Bradstreet Beige vs Purbeck Stone
Where Bradstreet Beige belongs to Benjamin Moore's range, Purbeck Stone is a Farrow & Ball color. Hue-wise, Bradstreet Beige belongs to the beige family and Purbeck Stone to the greige-grey family. They have nearly identical light reflectance values (52 vs 52), so they'll read as similarly Medium in most lighting conditions. Bradstreet Beige runs red while Purbeck Stone is decidedly warm, which means they'll respond very differently to warm vs cool light sources. The ΔE 9.8 gap is real but not dramatic — close enough to use together, distinct enough to matter as a choice. Below you'll find 1 real-room photo comparison where both colors appear side by side, plus 5 simulated room previews.

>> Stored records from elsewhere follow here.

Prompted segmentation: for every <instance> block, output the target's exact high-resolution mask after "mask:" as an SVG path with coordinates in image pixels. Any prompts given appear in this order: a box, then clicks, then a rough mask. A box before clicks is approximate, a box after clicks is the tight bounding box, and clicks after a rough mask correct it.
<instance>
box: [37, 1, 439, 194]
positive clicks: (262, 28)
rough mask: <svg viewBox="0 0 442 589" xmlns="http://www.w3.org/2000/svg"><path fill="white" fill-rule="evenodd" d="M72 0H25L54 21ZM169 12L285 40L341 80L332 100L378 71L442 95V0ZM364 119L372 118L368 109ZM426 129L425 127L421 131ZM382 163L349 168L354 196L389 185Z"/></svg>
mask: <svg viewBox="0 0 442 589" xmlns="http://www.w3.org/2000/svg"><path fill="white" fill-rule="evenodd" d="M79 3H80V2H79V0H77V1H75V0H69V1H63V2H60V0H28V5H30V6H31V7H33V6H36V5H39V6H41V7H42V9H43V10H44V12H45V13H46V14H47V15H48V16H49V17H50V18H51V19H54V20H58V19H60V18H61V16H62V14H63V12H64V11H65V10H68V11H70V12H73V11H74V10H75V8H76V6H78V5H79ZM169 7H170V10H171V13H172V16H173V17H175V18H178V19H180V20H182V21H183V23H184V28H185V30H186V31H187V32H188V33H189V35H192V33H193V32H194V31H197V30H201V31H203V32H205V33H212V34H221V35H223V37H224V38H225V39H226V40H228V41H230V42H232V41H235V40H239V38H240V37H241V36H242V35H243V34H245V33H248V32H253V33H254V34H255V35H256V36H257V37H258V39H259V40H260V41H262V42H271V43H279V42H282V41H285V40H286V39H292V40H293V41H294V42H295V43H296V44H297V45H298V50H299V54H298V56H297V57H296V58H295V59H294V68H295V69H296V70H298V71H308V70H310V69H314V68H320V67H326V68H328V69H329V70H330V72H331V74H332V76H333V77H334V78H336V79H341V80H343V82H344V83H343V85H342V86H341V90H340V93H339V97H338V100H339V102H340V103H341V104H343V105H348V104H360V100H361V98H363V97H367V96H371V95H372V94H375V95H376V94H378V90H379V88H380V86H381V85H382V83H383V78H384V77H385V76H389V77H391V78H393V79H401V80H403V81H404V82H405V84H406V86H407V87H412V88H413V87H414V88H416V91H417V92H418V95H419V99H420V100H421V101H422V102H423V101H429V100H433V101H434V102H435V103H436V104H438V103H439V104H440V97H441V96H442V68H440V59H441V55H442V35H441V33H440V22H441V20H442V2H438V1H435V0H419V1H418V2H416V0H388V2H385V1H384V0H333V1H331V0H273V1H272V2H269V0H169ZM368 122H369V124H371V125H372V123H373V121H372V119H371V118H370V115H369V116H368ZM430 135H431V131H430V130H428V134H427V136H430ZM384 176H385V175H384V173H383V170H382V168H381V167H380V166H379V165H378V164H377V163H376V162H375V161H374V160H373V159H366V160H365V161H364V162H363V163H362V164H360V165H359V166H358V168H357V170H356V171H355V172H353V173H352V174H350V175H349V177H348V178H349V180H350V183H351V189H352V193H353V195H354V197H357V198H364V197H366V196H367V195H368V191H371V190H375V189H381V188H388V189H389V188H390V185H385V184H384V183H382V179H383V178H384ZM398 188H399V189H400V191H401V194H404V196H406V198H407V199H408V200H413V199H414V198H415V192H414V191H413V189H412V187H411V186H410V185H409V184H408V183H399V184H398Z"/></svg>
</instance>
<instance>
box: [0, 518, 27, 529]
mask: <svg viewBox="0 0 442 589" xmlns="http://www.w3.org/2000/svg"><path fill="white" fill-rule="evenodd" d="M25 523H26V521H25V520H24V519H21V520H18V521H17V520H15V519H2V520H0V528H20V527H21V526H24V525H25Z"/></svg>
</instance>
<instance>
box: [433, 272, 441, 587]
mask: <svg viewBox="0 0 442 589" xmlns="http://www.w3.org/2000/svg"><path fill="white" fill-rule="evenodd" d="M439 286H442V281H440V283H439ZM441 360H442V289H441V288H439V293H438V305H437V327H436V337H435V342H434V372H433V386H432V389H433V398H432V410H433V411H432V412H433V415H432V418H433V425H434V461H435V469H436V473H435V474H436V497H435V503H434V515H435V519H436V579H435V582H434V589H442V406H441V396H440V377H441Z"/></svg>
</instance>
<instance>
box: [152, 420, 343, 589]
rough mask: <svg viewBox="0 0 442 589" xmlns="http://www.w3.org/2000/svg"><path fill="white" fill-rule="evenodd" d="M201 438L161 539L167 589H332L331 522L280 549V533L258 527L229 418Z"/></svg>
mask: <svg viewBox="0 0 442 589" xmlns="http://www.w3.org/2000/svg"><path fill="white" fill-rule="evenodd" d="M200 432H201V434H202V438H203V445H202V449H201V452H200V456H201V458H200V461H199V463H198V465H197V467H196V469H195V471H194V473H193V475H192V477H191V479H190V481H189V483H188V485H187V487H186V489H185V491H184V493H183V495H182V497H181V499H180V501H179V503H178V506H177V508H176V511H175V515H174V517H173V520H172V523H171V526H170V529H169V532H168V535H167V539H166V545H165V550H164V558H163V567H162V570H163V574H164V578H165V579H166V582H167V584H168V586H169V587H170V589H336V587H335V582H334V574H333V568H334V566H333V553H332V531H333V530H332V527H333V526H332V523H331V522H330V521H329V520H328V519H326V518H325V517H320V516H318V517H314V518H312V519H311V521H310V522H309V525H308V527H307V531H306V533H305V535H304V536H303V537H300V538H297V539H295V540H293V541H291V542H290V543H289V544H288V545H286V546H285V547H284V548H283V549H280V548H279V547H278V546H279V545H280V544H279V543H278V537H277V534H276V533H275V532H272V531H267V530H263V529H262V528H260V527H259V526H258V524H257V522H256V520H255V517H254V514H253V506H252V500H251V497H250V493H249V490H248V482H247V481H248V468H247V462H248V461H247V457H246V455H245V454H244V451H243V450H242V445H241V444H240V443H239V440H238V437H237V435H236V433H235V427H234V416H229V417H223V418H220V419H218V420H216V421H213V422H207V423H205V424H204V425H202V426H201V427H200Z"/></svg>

Bradstreet Beige vs Purbeck Stone in Real Spaces
1 real room side by side. Bradstreet Beige and Purbeck Stone are close enough that the difference can be hard to judge from a chip alone — these photos show how each reads at scale, across different spaces and lighting conditions.
Living Room
In a living room, color works across both daylight and evening light — the same wall can read very differently at noon and at 8pm. Side by side like this, the difference is easy to read — which is exactly why seeing them in a real space is more useful than comparing chips.
Color Details
Bradstreet Beige vs Purbeck Stone Simulated Comparison
5 simulated room previews — drag the slider on each to see Bradstreet Beige on one side and Purbeck Stone on the other.
Digital color is approximate. These simulations are generated from the manufacturer's hex values and overlaid on grayscale room photos — your screen's calibration, brightness, and viewing angle all affect how they render. Before committing to either color, test physical samples in your own space under the light you actually live with.
More Bradstreet Beige comparisons
See how Bradstreet Beige stacks up against other well-photographed colors across different brands and tones.